Answer all the following questions in this notebook either
following the # ANSWER: or **ANSWER** prompts.
For mathematical equations, replace the text between the $$
with the appropriate formulas.
Use complete sentences, proof-read, and show all necessary work. After you finish, make sure to re-run all the R-chunks before clicking “Preview” and submitting. You can do this by clicking the dropdown menu that says “Run” in the toolbar above and then selecting “Run All”. There is a non-zero probability that Dr. Selby will download the Rmd file and try to run it on her computer.

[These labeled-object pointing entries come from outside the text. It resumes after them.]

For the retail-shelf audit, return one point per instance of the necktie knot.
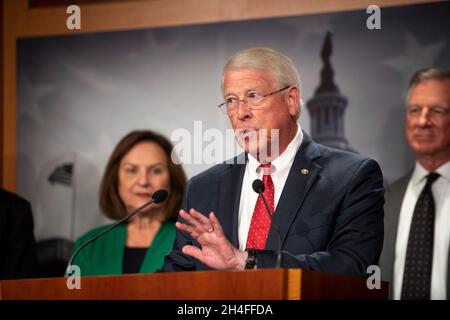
(432, 177)
(266, 168)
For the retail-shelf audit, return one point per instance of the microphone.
(258, 187)
(158, 197)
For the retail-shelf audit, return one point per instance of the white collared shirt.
(280, 171)
(441, 195)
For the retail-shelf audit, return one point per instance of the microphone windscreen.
(160, 195)
(258, 186)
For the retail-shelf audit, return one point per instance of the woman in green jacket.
(139, 165)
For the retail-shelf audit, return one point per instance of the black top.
(132, 259)
(18, 257)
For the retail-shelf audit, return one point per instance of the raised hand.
(216, 251)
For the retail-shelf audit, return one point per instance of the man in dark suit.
(328, 204)
(17, 243)
(415, 259)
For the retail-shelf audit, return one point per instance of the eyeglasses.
(433, 112)
(253, 100)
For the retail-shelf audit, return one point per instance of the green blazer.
(105, 255)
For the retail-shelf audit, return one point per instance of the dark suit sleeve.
(357, 239)
(19, 248)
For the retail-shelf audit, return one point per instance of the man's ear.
(293, 101)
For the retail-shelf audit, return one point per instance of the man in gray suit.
(417, 209)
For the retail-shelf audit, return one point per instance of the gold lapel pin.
(304, 172)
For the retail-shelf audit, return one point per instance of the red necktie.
(260, 224)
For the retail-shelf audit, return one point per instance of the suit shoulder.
(10, 198)
(89, 234)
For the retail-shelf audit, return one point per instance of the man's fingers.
(193, 252)
(192, 221)
(200, 217)
(186, 228)
(215, 223)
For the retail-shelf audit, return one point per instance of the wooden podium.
(264, 284)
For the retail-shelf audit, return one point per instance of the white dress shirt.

If it does not run from top to bottom, she will not accept the assignment.
Submit your .nb.html file on Canvas by the date and time listed above.
Lastly, post all code used to load necessary libraries in the following R-chunk.
# ANSWER:
library(fivethirtyeight)
Warning: package ‘fivethirtyeight’ was built under R version 4.2.3Some larger datasets need to be installed separately, like senators and house_district_forecast. To install these, we recommend you
install the fivethirtyeightdata package by running: install.packages('fivethirtyeightdata', repos =
'https://fivethirtyeightdata.github.io/drat/', type = 'source')
library(stargazer)
library(dplyr)
library(ggplot2)
Go to https://fivethirtyeight.com/features/the-ultimate-halloween-candy-power-ranking/ and watch the video and read the article.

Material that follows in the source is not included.